Regional and sectoral contributions ofNOxand reactive carbon emission sources to global trends in tropospheric ozone during the 2000–2018 period

Over the past few decades, the tropospheric ozone precursor anthropogenic emissions – nitrogen oxides (NOx) and reactive carbon (RC) from northern mid-/high-latitude regions (e.g., North America, Europe) – have been decreasing, and those from (sub-)tropical regions (e.g., South Asia , the Middle East ) have been increasing, leading to an equatorward emission redistribution. In this study, we quantify the contributions of various sources of NOx and RC emissions to tropospheric ozone using a source attribution technique during the 2000–2018 period in a global chemistry transport model. We tag the ozone molecules with the source of their NOx or RC precursor emission in two separate simulations: NOx-tagged and RC-tagged. These tags include various natural (biogenic, biomass burning, lightning NOx and RC from methane oxidation) and regional anthropogenic precursor emission sources and influx from the stratosphere. We simulate ∼336 Tg O3 of tropospheric ozone burden (TOB) with an increasing trend of 0.91 Tg O3 yr−1 (0.28 % yr−1), largely contributed (and trend driven) by anthropogenic NOx emissions and methane oxidation.

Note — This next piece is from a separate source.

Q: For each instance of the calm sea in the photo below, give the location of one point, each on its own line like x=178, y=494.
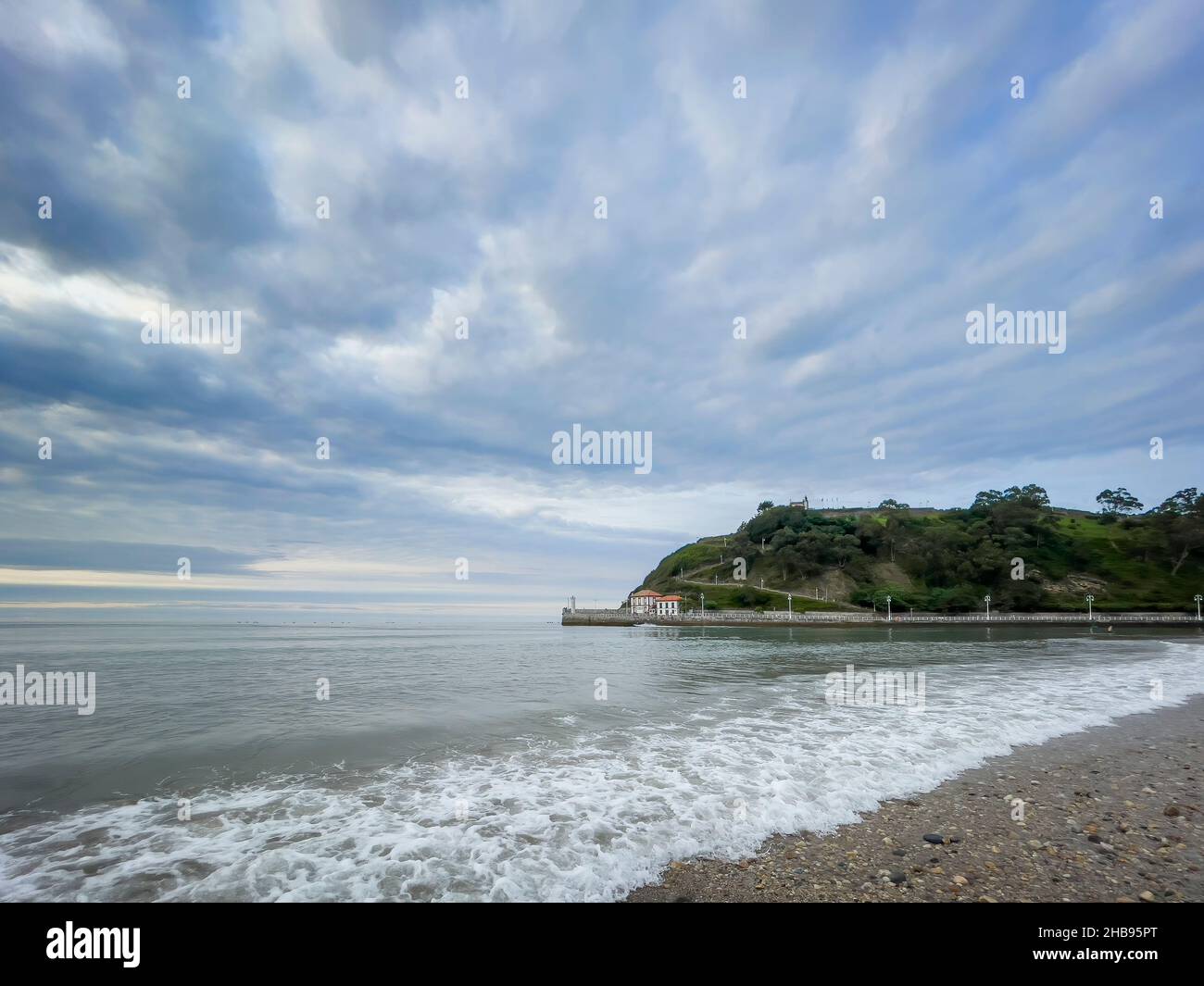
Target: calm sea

The ozone production efficiency of regional anthropogenic NOx emissions increases when emissions decrease (e.g., Europe, North America) and decreases when emissions increase (e.g., South Asia, Middle East, international shipping). Tropical regions, despite lower emissions, contribute more to TOB compared to emissions from higher latitudes, consistent with previous work, predominantly due to large convection (combined with intense sunlight and larger reaction rates) at the tropics, thereby lifting O3 and its precursor molecules into the free troposphere where ozone's lifetime is longer. We simulate a smaller relative contribution from tropical regions to the global mean surface ozone compared to their contribution to the TOB. The global population-weighted mean ozone is much larger compared to global mean surface ozone, mainly due to large anthropogenic emissions from densely populated regions – East Asia, South Asia and other tropical regions – and a substantial contribution from international ship NOx emissions. The increasing trends in anthropogenic precursor emissions from these regions are the main drivers of increasing global population-weighted mean ozone.